When Exactly: Wednesday Jan. 28 - 5:45 pm
Cultivar: Piñata
Purchased From: Berkeley Bowl (Berkeley, CA)
Size: Medium
Color: I don’t know, I’m colorblind.
Eaten How: Unadorned.
Review:
Truth in advertising.
I find new cultivars fascinating. It’s strange to me that someone invented something that grows in the ground (even though this practice is thousands and thousands of years old). But it’s even stranger to be able to trace the fruit’s creation back to a certain individual, or stranger still, a certain company. With today’s modern agricultural technologies, it’s possible and sensical for horticulturists to track and assay a new apple’s development in minute detail, leading to descriptions that are amazingly accurate, such as this one from the Piñata’s official site (click on “the experience” button after the fancy splash). Check out how perfectly their note on appearance aligns with my apple photo. Such accuracy would be impossible with an older cultivar that has been altered through centuries of cultivation across different climates and growing conditions. Perhaps Piñatas will vary widely in texture and taste at some point, but this apple (along with my pre-blog experiences with the fruit) is an indicator that the apple’s creators have complete control of their product for now. A slightly scary thought, but fascinating.

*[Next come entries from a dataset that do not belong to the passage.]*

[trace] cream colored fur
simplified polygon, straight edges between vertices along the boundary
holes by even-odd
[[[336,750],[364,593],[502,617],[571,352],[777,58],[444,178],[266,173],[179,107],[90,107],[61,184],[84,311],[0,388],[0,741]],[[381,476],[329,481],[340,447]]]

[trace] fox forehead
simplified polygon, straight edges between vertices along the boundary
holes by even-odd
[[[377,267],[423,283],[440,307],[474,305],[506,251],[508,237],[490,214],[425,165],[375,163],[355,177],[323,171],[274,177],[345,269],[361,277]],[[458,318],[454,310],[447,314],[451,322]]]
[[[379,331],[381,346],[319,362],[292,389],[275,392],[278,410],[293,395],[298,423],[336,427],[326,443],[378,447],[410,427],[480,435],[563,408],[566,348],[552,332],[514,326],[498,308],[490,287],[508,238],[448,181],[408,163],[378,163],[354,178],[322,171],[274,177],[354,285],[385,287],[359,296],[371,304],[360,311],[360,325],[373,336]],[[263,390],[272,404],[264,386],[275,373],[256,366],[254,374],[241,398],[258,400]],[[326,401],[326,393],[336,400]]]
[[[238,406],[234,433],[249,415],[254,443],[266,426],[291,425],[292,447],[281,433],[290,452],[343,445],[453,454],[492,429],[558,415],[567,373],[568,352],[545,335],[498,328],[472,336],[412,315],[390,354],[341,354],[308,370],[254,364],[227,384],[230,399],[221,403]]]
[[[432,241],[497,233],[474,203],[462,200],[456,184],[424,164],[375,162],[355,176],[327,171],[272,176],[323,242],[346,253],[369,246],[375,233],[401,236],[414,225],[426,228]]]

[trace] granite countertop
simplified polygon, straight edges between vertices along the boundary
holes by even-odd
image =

The Stemilt site promised a “tropical twist,” a flavor profile that’s tough for an apple to pull off gracefully. I picked up a pre-bite aroma of dark plum and Banana Runt that had me worried about overripened Winter Banana flavors, which are surely tropical but unpleasant.
Unfortunately, the pre-bite aroma made good on its promise. The Runty aroma mingled with flavors of pink cotton candy, cherry Starburst and Robitussin. There was fake-tasting sugar all over the place, but thankfully, none of the flavors were too powerful on their own. As for texture, there was a light, loose crunch that I’d place a bit below a Fuji. It was somewhat Gala-like; not a favorable comparison in my book, but for texture alone, there are worse things out there.
There is a way to do tropical flavors justice in an apple. Indeed, a Winter Banana operating at peak performance levels can pull off nice dark-fruit flavors that evoke some tropical action. But this Piñata took it too far, imitating the flavors of tropical fruit candy instead of tropical fruit. It didn’t defy the description provided by its creators, but it defied me. IT DEFIED ME!!! AHHH!! Huh?